The characteristics of the circuit current I and the detected voltage shown in FIG. 5 according to the number of resistors 23, 17, 18, and diodes 16 (three in the embodiment shown in FIG. 4). It can be changed in the figure.

For example, if the inflection point P is not necessary for feedback, it is practical to use the diode 16 as a single reference to lower the voltage at the inflection point P, and to increase the resistance 23 to increase the voltage e ₃ . You can even do it enough.

On the contrary, in order to increase the selection accuracy at the time of low current output of the welding machine, the inflection point P is positively applied to change the output current with respect to the change of the basic voltage (e ₀ ), and to make it smaller than at the time of high current at the time of small current. It is extremely useful because it is available.

In the description of the above embodiment, the feedback signal (analog signal) is an example in which the voltage drop (e ₃ ) between the two edges of the resistor 23 and the diode 16 is shown. (e ₄ ) may be used.

In addition, although the 1st current detection system 2 showed the example which detects an alternating current, you may insert a shunt resistor into a series circuit.

In this case, since the resistance is put in the output current, there is a restriction to make the value as small as possible, and the detection signal must be weak, so it is necessary to amplify the detection signal by the amplifier. The detected analog signal e ₄ (e ₂ ) can operate not only the locus signal but also the ammeter and can be used as an input of another current display device.
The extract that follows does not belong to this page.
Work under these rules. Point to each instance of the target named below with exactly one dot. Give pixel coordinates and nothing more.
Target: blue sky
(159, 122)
Incidentally, although the present embodiment has been described with respect to the constant current power supply used for TIG welding, it goes without saying that it can also be used for a constant voltage power supply using a consumable electrode or an AC welding power supply.
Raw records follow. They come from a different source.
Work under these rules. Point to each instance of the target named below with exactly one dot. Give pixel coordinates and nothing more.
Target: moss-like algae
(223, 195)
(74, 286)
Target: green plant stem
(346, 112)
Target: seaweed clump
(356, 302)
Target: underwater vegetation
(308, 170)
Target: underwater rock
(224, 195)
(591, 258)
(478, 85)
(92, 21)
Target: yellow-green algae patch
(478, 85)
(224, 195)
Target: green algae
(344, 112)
As described above, the present invention provides a current-carrying cable and a current detector connected to the current-carrying cable, a series circuit of a linear resistor and a nonlinear resistor connected to the current detector, and the linear and non-linear characteristics generated between the terminals of these resistors. Since the current is supplied to the energizing cable by the detection signal and the current detection device is configured to detect the current value, the current detection device can be configured by a simple circuit, thereby improving the reliability of the device.

Claims (1)

In the current detecting device including the energizing cables 11 and 3 and the first current detector 2 engaged with the energizing cable, a linear resistor connected to the first current detector ( 23) and a series circuit of the nonlinear resistor 16, and the like, and by means of the linear and nonlinear detection signals generated between the terminals of the linear resistor 23 and the nonlinear resistor 16, the bean cable is provided with the beans. And a current detection device for detecting the current value.